A cantora norte-americana Whitney Houston morreu na noite deste
sábado (11), aos 48 anos, em Los Angeles. De acordo com a rede de
notícias CNN, a morte da cantora foi declarada às 21h55 (horário de
Brasília), no Beverly Hilton Hotel.
A policia informou à KABC-TV que Whitney morreu em seu quarto,
localizado no 4º andar do hotel. As causas da morte ainda não foram
esclarecidas e não se sabe se estão ou não ligadas ao uso de drogas.
A polícia recebeu uma ligação de emergência de alguém da equipe da
cantora e os agentes encontraram Houston caída no chão de seu quarto.
Aparentemente as tentativas de ressuscitá-la não surtiram efeito.

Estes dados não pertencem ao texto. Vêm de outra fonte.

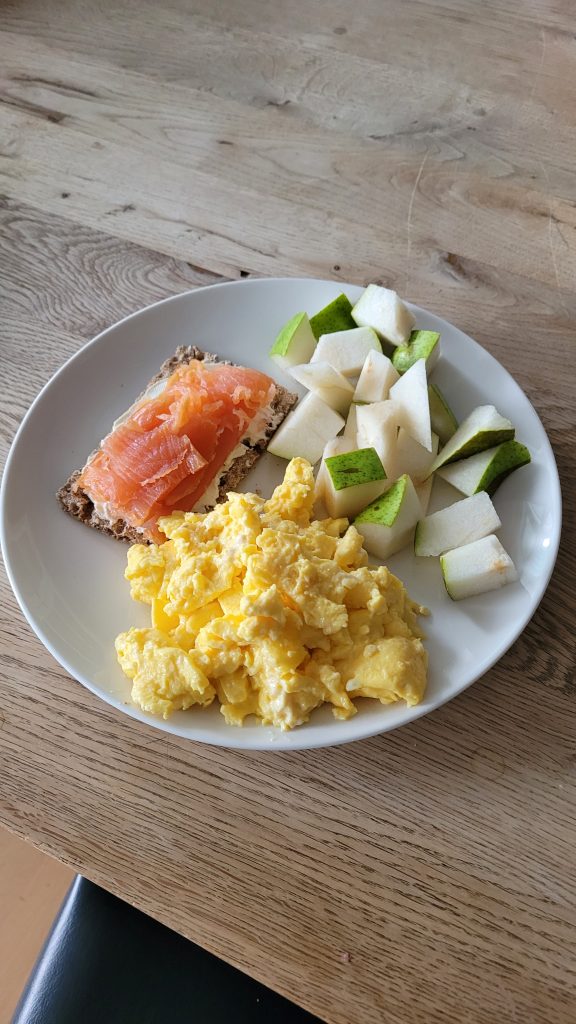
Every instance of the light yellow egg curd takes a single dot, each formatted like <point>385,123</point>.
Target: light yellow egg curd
<point>271,613</point>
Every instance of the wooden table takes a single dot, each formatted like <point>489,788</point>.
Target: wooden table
<point>425,876</point>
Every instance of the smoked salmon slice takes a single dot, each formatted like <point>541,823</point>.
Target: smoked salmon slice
<point>169,449</point>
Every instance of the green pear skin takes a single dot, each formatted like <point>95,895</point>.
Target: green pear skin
<point>354,468</point>
<point>335,316</point>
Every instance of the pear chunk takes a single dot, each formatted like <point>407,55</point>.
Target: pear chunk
<point>376,378</point>
<point>305,430</point>
<point>460,523</point>
<point>351,428</point>
<point>410,393</point>
<point>382,309</point>
<point>421,345</point>
<point>294,344</point>
<point>486,470</point>
<point>482,429</point>
<point>346,350</point>
<point>444,423</point>
<point>353,479</point>
<point>337,445</point>
<point>423,492</point>
<point>327,383</point>
<point>387,524</point>
<point>377,427</point>
<point>411,458</point>
<point>477,567</point>
<point>335,316</point>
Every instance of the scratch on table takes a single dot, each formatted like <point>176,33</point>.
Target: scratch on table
<point>551,221</point>
<point>409,218</point>
<point>538,72</point>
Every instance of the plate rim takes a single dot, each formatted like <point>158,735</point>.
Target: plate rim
<point>297,736</point>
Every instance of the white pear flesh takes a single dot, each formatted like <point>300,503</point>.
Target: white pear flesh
<point>376,378</point>
<point>467,520</point>
<point>377,427</point>
<point>294,344</point>
<point>336,445</point>
<point>411,458</point>
<point>327,383</point>
<point>477,568</point>
<point>387,524</point>
<point>305,430</point>
<point>410,393</point>
<point>382,309</point>
<point>483,429</point>
<point>353,480</point>
<point>351,428</point>
<point>346,350</point>
<point>423,492</point>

"Não havia sinais óbvios de tentativa criminosa no local, que está sendo
investigado pelo departamento de polícia de Beverly Hills", afirmou
Mark Rosen, porta-voz da polícia.
As reações de outras personalidades da música foram imediatas. No
Twitter, Mariah Carey afirmou: "Estou de coração partido e em lágrimas
pela morte de minha amiga, a incomparável Whitney Houston". Rihanna
escreveu "sem palavras, apenas lágrimas", enquanto Katy Perry disse
estar "devastada".
Lenny Kravitz, também através de sua conta no Twitter, afirmou:
"Whitney. Descanse em paz. Não haverá outra como você. Lenny". Usher
também deixou sua homenagem à cantora: "Descanse em paz Whitney Houston.
Um verdadeiro ícone da nossa época. Foi cedo demais."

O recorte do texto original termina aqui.